Submitted by Cheryl Werhner on Fri, 2017-07-14 00:00

Curriculum can bog me down sometimes. I can get so involved in the knowledge that kids need to know, that I forget to share the WHY. This week has been a big refresher in the concept of why we need to take kids outside and show them what’s going on in their world. This week we got dirty, sweaty, drove all over the Treasure Valley, ate lots of good food, and went adventuring. I absolutely learn better when we “go and see”.

Integrating what I know about socio-ecological systems into my classroom might come in several packages. First, I might take small groups of kids “out” to learn from the agencies, and presenters that I learned from this week. Second, I might use the activities that I learned about this week to provide a more hands on experience for my students, and lastly, I feel invigorated, knowledgeable,  and more passionate about the watershed that I live in. 

WHY do you think learning about your socio-ecological systems in the Boise watershed is important? 
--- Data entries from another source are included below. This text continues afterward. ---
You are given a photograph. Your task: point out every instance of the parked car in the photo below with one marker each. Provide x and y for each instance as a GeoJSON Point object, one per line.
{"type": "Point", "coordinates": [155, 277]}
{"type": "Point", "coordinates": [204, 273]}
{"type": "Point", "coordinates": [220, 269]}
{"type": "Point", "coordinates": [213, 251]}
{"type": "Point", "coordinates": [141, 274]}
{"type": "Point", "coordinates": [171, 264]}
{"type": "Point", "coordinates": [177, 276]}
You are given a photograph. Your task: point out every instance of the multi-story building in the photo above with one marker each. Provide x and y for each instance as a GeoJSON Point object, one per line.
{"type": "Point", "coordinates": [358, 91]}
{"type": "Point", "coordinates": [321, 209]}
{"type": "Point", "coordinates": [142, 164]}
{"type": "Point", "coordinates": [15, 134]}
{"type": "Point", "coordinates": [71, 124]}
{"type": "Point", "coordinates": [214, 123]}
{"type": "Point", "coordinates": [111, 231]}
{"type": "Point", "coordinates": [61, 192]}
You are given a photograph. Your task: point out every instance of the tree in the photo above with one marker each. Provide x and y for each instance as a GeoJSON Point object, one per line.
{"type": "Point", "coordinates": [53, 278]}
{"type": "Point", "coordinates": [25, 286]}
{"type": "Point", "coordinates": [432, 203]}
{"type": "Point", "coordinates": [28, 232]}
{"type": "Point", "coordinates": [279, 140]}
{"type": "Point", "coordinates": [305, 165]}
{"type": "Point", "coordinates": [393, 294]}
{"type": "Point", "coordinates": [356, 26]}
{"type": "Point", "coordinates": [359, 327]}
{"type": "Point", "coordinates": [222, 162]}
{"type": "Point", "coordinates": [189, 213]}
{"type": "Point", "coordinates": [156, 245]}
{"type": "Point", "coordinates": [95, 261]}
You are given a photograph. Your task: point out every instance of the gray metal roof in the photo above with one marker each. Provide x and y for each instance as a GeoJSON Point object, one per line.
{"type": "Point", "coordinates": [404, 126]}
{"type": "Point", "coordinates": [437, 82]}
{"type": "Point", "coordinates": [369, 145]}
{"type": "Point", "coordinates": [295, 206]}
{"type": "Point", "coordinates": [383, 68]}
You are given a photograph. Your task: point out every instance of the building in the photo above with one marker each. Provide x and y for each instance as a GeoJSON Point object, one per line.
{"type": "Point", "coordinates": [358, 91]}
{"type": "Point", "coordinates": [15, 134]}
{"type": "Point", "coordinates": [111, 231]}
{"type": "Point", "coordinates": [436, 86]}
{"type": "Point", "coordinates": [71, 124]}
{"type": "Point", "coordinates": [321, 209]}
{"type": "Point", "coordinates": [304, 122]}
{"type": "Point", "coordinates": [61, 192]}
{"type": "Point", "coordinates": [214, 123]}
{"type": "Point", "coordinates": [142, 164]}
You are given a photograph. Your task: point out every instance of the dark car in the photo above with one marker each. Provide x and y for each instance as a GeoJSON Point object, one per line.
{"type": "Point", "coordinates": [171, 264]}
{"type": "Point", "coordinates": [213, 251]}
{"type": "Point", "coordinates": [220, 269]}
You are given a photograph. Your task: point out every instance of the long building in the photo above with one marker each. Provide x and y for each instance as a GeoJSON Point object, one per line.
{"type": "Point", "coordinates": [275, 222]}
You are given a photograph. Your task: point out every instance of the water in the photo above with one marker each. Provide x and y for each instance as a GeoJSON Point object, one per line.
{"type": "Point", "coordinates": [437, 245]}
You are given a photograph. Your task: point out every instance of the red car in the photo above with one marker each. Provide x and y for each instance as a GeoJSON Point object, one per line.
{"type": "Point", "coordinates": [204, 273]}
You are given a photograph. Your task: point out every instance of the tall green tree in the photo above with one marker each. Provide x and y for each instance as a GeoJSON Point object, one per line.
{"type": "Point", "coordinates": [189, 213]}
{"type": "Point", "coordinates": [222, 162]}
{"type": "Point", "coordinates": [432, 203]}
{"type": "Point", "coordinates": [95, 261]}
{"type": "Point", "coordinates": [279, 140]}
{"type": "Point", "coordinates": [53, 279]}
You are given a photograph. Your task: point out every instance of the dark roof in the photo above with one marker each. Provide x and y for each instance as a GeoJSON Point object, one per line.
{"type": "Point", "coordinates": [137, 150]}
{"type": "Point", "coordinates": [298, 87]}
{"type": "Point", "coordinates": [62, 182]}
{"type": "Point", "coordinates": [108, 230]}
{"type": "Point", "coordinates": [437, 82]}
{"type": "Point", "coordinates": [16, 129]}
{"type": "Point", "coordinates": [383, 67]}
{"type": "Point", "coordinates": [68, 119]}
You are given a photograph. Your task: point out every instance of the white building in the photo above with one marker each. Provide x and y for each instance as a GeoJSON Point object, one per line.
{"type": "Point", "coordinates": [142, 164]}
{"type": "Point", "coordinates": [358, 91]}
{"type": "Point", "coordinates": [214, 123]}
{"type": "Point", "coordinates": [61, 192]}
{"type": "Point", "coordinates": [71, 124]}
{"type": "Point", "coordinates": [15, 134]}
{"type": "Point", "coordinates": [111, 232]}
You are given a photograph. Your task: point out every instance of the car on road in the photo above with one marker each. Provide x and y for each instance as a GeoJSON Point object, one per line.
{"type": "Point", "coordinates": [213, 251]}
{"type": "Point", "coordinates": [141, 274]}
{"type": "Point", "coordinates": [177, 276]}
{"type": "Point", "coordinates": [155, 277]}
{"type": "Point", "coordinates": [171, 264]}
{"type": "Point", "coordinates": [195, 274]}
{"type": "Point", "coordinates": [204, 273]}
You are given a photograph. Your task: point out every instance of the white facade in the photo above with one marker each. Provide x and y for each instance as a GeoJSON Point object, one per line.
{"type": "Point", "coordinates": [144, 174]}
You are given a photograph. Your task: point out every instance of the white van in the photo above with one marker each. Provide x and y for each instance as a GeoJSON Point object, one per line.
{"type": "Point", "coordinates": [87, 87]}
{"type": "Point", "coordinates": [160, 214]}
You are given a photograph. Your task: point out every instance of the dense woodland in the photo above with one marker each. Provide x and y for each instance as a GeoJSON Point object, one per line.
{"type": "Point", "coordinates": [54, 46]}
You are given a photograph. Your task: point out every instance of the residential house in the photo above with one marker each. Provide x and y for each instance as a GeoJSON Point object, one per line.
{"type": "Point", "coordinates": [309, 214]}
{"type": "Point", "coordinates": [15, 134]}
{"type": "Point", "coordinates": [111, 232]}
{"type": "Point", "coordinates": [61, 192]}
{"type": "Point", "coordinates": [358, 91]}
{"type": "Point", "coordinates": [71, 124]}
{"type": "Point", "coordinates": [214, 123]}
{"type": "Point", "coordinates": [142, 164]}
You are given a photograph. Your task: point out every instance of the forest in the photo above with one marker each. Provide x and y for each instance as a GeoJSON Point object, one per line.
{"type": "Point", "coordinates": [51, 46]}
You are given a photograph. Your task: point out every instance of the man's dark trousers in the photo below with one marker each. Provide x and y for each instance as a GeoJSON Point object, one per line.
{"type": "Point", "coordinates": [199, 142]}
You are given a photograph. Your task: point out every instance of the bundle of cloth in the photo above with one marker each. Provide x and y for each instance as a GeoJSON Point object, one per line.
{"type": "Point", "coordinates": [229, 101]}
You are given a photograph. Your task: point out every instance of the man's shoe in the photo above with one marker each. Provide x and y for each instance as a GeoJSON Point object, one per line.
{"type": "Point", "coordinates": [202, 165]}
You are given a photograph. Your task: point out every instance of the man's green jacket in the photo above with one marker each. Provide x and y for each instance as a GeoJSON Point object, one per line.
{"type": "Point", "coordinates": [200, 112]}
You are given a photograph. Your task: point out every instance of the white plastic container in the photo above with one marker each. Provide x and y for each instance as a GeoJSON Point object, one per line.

Casey Weissenbach's picture

I often have the same problem where I get so caught up in covering the what that I forget to cover the why with my students. Students are always more interested in what we have to say when we make it pertinent to their own lives outside of school. Hearing about all the people who came to speak to you all this week has really inspired me to look into getting more guest speakers into my school. If kids learn the importance of getting outside and learning about their environment they may be more passionate about protecting it.

I think you've hit the nail on the head, I know I need to start sharing the "why" a lot more with my students. I want to go deeper with my students' learning and let go of the idea that every detail needs to be covered. In the long run students will benefit from a deeper understanding of a few concepts rather than a bunch of surface level details. I think lessons centered around socio-ecological systems is a great way to make learning relevant and go deeper. Students need to understand that our environment thrives when the different systems within it are in balance, and as humans we are a part of that system; not a seperate entity. Teaching students that the Boise Watershed is quite literally all around us and showing them how heavily we all relie on this system can drive home that point. I would love for my students to role play various scenarios that could effect our watershed so they can think through the many facets that are impacted. Scenarios could be a drought year, a heavy snow year, increase in food demand, decrease in farmland/increase in urban development, population boom, extinction of a native species, toxic spill, damn breach etc. etc. Students could brainstorm the possible outcomes and present them to one another. It is a high level thinking activity that would get them going deeper with the learning while making it relevant to their lives. This is our city, this is our home, but it wouldn't be possible without the watershed.

Fabiola Stewart's picture

A big part of ecosystems is balance. Not only of how everything is but what it could be as well. I really love you mentioned how important it is to share the why. Why are we studying this. Why should this be important to me? Why do my actions matter? Why do we even need to make changes? As we share the why with students they can then gain an appreciation for their own environment. They can realize that they do make an impact as they enjoy their unique Idaho lifestyle.